Water makes up approximately 63% of the total body mass in adults, 65% in children and 70% in infants. It is the medium of circulatory function, biochemical reaction, metabolism, substrate transport across cellular membranes, temperature regulation and numerous other physiological processes. As such, it is the most essential body nutrient, after oxygen.
Typical daily fluid intake and output for a healthy 70 kg (154 lb) person is about 2.4 liters (5.1 Pints). Humans can not reduce water losses from the body to less than about half this amount per day because water is involuntarily lost through the skin, respiration, feces, and a minimum daily urine volume of about 0.4 liters.

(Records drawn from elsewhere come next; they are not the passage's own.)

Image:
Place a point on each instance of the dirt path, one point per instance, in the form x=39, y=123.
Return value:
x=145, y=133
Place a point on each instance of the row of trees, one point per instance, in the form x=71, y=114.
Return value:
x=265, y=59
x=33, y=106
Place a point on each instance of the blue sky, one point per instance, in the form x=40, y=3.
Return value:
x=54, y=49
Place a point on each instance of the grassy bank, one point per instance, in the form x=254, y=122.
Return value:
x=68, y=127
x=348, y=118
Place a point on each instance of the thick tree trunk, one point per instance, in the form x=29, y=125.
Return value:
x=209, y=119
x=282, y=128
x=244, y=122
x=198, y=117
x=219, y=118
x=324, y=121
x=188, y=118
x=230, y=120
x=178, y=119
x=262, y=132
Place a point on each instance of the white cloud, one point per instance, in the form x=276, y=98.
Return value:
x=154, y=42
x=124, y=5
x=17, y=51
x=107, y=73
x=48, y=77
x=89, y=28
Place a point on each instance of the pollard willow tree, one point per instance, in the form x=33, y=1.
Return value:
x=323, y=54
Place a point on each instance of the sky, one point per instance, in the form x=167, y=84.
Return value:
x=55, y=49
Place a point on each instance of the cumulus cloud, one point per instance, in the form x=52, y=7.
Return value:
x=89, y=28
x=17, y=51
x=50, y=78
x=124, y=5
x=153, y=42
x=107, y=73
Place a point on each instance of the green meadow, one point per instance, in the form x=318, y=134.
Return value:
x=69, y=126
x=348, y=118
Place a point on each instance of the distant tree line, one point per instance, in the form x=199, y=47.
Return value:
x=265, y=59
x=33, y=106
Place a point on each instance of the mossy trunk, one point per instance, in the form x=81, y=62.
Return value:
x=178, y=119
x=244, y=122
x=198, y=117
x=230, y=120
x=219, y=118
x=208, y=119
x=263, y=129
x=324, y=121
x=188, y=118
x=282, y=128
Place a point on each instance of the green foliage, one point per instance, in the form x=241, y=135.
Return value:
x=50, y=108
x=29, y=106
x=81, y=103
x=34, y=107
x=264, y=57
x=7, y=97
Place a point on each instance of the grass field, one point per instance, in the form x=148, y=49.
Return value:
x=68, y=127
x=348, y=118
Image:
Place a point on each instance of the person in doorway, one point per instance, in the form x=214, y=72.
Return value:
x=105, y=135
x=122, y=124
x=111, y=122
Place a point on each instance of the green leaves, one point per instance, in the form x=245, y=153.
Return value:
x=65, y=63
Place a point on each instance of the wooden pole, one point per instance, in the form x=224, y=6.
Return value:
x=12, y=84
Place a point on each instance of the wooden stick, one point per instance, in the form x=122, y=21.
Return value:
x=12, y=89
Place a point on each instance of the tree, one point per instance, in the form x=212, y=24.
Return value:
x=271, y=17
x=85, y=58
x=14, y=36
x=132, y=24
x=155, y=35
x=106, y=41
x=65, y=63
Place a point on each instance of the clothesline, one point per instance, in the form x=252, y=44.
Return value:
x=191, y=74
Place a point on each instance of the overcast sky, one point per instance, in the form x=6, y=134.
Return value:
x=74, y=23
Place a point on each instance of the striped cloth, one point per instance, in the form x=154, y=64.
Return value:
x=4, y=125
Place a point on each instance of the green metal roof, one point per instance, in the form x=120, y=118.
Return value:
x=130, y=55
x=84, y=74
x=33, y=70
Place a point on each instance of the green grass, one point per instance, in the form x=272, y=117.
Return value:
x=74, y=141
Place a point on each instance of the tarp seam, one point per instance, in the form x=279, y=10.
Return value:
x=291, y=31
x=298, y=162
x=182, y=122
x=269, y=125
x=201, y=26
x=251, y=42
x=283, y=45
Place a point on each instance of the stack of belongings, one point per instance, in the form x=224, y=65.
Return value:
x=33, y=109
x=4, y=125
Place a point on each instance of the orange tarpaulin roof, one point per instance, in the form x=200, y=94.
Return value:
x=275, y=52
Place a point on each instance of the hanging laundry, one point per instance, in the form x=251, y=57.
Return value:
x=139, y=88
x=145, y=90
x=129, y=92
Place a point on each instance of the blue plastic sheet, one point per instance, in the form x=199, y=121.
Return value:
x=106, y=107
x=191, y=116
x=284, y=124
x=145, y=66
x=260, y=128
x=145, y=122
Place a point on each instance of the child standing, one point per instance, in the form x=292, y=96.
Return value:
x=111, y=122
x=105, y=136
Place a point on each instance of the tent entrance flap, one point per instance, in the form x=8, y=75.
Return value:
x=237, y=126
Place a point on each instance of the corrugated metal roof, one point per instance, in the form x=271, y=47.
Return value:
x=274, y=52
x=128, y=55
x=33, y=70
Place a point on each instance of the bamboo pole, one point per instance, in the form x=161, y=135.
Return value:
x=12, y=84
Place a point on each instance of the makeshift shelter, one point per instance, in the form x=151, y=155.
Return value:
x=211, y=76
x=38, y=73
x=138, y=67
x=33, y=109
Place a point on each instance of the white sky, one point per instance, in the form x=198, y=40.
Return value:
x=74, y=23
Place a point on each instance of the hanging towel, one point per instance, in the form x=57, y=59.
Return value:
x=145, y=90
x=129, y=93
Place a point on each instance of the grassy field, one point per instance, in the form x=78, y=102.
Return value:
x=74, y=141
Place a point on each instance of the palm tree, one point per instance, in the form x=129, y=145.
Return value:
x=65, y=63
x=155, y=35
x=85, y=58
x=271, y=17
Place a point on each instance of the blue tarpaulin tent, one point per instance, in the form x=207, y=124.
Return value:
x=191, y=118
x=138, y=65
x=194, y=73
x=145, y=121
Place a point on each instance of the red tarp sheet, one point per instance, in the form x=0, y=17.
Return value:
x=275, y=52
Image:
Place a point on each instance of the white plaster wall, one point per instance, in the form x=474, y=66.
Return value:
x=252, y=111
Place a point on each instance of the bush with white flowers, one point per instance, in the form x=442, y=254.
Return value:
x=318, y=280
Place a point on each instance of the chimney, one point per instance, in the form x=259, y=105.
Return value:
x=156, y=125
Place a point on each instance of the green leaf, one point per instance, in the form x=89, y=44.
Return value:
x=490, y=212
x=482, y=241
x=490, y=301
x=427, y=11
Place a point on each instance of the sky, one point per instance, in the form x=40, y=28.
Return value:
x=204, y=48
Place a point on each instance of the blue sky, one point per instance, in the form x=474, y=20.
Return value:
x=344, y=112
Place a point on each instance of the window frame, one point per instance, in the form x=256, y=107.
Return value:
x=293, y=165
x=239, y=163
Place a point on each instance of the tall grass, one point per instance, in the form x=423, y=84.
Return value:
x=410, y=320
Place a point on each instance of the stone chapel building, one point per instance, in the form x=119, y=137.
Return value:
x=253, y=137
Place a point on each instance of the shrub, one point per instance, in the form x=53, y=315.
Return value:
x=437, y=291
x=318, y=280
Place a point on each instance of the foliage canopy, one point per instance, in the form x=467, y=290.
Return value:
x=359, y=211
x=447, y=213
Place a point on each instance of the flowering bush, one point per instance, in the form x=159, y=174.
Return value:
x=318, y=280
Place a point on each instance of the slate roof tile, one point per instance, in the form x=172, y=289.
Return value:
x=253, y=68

Sweating, governed by the body's need for temperature regulation, represents an additional loss that can be as much as 3.5 liters per hour during strenuous exercise. As a result, though human beings can survive for weeks without food, they die within days without water.
The sensation of thirst becomes apparent when water loss approaches 1%-2% of total body mass (approximately 3.0 lbs for a 150 lb person). It follows, therefore, that a person is already mildly dehydrated by the time they feel thirsty. As dehydration progresses, symptoms become increasingly severe and susceptibility to dehydration-related conditions, such as heat exhaustion, and heat stroke, escalate. Signs and symptoms of mild dehydration (2-4% loss of body mass) include the initial onset of thirst, dry mucous membranes, mild fatigue, loss of appetite, headaches, loss of concentration, irritability, decreased blood pressure (hypotension), and dizziness or fainting when standing up (due to orthostatic hypotension). Moderate dehydration (4-7% loss of body mass) may result in lethargy or extreme sleepiness, nausea, confusion, tingling in the limbs (paresthesia), heat cramps, seizures, fainting and significant decreases in aerobic power and endurance. With severe dehydration (8-10% loss of body mass), muscles may become spastic, skin may shrivel and wrinkle, vision may dim, urination may become painful, delirium may begin and recovery without assistance may be impossible. A body weight loss greater than 10-12% is usually fatal.
Dehydration, and dehydration-related conditions are extremely common and the morbidity and mortality associated with them are an enormous burden to the healthcare system and to society. However, they are, by their nature, preventable, and, if detected early, extremely easy to treat.
A dependable method for accurately monitoring changes in hydration status that has the low cost, convenience and practicality necessary for widespread use currently does not exist. Methods that are available are either indirect and unreliable, or dependent on blood and urine tests that are invasive, complex and frequently costly.
Cantimer intends to introduce a family of hand-held devices, for both medical and consumer use that provide immediate and objective feedback on changes in an individual's state of hydration - from a tiny drop of saliva - within a matter in about a minute. The Company is currently engaged in testing its devices in a series of third party clinical studies covering ranges of dehydration from 0-7% of total body mass.
Population groups that are particularly susceptible to dehydration include firefighters, military personnel, and athletes (attributable to uncompensated sweat losses as a result of physical exertion), infants (attributable to vomiting and diarrhea as a result of gastro-intestinal disorders), the elderly (attributable to chronic dehydration as a result of inadequate fluid consumption) and those that suffer from chronic illnesses such as asthma and diabetes. Risk also escalates as a result of common medical conditions (such as influenza), environmental conditions (such as heat waves), the use of medications (such as diuretics), and with the simple process of aging.